Immunodiagnosis of alveolar hydatid disease is useful, effective, and more reliable than the diagnosis of cystic hydatid disease. The sensitivity in alveolar hydatid disease is 95% to 100%, and the specificity is high if purified and specific antigens are used. Native Em2 antigen, alone or mixed with recombinant Em10, is highly specific for alveolar hydatid disease using ELISA, and only a few cystic hydatid disease cases are cross-reactive (Silas-Lucas & Gottstein, 2001). Immunodiagnosis has a diagnostic sensitivity of 97.1% and overall specificity of 98.9%. The reported sensitivity of the recombinant Em18-ELISA was 87% with 97% specificity (Ito et al, 2002; Sako et al, 2002). The stage of the disease is the main prognostic factor, similar to malignant tumors. The so-called PNM system (parasitic mass, involvement of neighboring organs, metastasis) is a clinical staging system for alveolar hydatid disease (Box 68.1 and Table 68.5; Pawlowski et al, 2001).

Alveolar hydatid disease is more difficult to treat than cystic hydatid disease. Early diagnosis is crucial, and new imaging and serologic techniques, advances in surgery, and the introduction of chemotherapy have improved outcome. When alveolar hydatid disease is diagnosed, the patient should undergo treatment regardless of whether symptoms are present. The two treatment options are surgery and chemotherapy.

Curative liver resection is the treatment of choice for localized lesions. Because of the frequent involvement of the biliary bifurcation, liver resection often requires a biliary reconstruction using a Roux-en-Y jejunal loop. Most of the lesions occur in the right lobe of the liver; if adherent to the diaphragm, such lesions may require an associated diaphragmatic resection. Palliative resection has been proposed in patients with large bilobar involvement with extension to the portal vein or to the vena cava. This approach, combined with medical treatment, can result in long-term survival. In contrast, surgical external biliary drainage of cyst cavities is associated with poor outcome. Liver transplantation should be considered in patients who have unresectable disease, especially with massive involvement of the pedicle or coexisting chronic liver failure (Bresson-Hadni et al, 2003). The frequent extrahepatic extension of the disease—involving the hepatoduodenal ligament, vena cava, diaphragm, and pericardium—makes total hepatectomy technically difficult. In addition, hydatid disease may recur even after liver transplantation (Bresson-Hadni et al, 1999). Adjuvant chemotherapy with albendazole should be added to posttransplant medication regimens to prevent recurrence (WHO Informal Working Group on Echinococcosis, 1996).

Albendazole (15 mg/kg/day) is probably the best drug currently available for alveolar hydatid disease.

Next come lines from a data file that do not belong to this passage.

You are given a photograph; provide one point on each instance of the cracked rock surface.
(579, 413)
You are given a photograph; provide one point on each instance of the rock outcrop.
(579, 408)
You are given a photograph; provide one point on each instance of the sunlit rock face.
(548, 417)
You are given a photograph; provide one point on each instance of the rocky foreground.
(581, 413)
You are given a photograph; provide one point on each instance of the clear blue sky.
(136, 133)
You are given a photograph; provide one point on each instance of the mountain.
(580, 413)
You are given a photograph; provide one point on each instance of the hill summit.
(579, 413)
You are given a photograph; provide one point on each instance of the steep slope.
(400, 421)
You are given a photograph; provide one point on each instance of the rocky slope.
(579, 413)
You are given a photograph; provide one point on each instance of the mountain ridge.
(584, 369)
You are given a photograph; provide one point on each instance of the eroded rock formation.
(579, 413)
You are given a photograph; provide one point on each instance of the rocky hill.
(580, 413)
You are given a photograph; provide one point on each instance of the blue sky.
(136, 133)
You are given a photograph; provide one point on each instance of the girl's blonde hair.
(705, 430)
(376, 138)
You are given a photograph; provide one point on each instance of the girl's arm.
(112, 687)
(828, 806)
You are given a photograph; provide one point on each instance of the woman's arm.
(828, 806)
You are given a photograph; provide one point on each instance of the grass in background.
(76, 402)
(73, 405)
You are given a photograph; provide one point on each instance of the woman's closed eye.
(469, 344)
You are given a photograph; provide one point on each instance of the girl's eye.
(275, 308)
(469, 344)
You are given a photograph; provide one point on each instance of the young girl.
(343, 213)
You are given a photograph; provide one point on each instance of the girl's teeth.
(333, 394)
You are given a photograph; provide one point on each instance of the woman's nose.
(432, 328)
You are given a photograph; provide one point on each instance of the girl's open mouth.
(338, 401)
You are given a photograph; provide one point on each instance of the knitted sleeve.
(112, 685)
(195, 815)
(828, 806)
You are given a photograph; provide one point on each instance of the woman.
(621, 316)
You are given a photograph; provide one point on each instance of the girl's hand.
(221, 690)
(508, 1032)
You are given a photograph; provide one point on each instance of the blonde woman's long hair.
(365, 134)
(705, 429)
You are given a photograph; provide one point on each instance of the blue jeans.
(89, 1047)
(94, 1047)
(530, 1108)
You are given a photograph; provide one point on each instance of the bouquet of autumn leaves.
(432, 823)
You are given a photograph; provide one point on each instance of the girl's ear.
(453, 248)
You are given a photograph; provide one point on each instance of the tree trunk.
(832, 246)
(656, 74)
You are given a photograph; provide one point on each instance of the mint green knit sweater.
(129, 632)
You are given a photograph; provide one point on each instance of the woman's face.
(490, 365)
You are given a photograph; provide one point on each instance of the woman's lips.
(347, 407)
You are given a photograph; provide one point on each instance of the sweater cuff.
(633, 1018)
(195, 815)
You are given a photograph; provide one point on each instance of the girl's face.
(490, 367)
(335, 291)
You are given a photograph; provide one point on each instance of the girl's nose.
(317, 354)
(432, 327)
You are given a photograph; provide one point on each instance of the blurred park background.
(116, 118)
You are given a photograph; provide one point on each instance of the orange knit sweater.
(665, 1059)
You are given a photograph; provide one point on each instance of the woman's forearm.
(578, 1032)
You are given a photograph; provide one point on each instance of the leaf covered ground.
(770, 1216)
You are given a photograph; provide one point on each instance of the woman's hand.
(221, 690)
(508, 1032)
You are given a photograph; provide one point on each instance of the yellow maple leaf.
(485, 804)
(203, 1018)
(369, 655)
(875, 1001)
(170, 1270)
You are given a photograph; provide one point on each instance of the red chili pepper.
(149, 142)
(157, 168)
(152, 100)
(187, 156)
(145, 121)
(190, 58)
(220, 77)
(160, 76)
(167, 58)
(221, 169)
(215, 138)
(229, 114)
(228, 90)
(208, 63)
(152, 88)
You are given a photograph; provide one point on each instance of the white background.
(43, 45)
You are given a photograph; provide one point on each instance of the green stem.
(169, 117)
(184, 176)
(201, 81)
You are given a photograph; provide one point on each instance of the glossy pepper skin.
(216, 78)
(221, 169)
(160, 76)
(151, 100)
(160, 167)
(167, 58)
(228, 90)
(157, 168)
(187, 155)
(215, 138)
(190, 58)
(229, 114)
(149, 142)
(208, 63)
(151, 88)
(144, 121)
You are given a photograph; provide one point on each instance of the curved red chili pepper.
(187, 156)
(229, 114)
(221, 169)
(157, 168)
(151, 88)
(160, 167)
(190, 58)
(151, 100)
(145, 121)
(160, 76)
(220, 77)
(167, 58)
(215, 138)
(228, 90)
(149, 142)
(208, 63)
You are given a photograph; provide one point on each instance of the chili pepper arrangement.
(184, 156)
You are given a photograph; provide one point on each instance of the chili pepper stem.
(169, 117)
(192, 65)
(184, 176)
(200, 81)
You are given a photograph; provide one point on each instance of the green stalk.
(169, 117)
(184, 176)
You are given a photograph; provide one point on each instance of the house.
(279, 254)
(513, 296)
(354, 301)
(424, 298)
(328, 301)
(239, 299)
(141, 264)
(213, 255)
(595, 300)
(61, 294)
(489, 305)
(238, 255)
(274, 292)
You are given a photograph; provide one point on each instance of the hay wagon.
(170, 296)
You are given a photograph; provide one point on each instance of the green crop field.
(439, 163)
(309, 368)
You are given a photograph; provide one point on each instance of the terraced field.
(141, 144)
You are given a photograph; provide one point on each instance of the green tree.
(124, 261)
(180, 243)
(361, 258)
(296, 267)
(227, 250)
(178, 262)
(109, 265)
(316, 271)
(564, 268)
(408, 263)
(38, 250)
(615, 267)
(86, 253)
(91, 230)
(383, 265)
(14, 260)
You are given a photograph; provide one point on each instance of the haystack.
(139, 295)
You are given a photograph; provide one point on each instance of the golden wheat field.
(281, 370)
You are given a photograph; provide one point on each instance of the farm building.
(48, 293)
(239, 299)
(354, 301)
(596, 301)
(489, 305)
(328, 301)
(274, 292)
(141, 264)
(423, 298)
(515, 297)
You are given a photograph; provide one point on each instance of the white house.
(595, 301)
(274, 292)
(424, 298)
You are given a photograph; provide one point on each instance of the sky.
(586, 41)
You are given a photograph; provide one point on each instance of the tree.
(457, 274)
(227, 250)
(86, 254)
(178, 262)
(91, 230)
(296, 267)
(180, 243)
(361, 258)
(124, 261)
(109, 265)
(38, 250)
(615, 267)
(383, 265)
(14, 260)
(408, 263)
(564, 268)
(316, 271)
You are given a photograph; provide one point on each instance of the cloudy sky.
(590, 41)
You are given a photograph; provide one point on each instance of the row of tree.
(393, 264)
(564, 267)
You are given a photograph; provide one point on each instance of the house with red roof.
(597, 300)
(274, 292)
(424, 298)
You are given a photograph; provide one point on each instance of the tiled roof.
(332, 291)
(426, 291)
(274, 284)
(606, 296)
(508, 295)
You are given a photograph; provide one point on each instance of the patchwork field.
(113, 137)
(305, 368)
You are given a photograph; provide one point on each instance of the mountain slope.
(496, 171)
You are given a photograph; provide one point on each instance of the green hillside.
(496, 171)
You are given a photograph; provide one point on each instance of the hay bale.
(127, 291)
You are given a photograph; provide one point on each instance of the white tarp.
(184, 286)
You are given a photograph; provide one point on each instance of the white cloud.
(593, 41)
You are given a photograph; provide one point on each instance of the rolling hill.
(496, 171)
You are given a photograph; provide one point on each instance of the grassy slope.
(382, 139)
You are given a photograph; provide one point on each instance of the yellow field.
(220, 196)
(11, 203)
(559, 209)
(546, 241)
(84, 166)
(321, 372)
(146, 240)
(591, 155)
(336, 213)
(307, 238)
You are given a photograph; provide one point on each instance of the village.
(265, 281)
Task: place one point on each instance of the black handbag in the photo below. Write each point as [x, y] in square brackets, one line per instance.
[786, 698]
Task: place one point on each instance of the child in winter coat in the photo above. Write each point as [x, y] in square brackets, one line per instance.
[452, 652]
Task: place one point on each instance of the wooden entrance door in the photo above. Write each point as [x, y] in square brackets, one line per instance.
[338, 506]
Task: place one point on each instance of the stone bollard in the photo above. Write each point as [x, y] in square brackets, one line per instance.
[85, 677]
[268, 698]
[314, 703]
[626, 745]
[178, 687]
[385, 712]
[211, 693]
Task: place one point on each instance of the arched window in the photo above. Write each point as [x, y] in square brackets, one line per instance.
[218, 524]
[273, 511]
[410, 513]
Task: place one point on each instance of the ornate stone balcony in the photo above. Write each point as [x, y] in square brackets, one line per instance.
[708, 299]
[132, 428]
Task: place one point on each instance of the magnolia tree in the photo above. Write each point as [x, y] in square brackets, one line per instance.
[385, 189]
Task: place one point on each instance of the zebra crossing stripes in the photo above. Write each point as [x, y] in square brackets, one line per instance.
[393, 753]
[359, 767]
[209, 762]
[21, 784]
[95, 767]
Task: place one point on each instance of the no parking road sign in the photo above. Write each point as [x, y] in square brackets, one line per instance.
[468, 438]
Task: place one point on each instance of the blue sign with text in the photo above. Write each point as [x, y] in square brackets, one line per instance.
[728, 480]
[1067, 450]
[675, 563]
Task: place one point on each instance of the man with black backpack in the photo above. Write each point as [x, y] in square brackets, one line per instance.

It is generally accepted that long-term albendazole therapy is primarily parasitostatic. Evidence of a parasiticidal effect of long-term albendazole has been reported, however, in a few cases (Ammann et al, 1998). More recent studies provide clear evidence that long-term chemotherapy of alveolar hydatid disease is effective. Oral albendazole resulted in an improved 10-year survival rate of 80% to 83% compared with 6% to 25% for untreated historic controls (Craig, 2003). Nitazoxanide, a broad-spectrum antihelmintic drug, has been tested for experimental alveolar hydatid disease. Nitazoxanide is better absorbed than albendazole after oral administration, and it provides an attractive potential alternative for medical treatment (Stettler et al, 2003).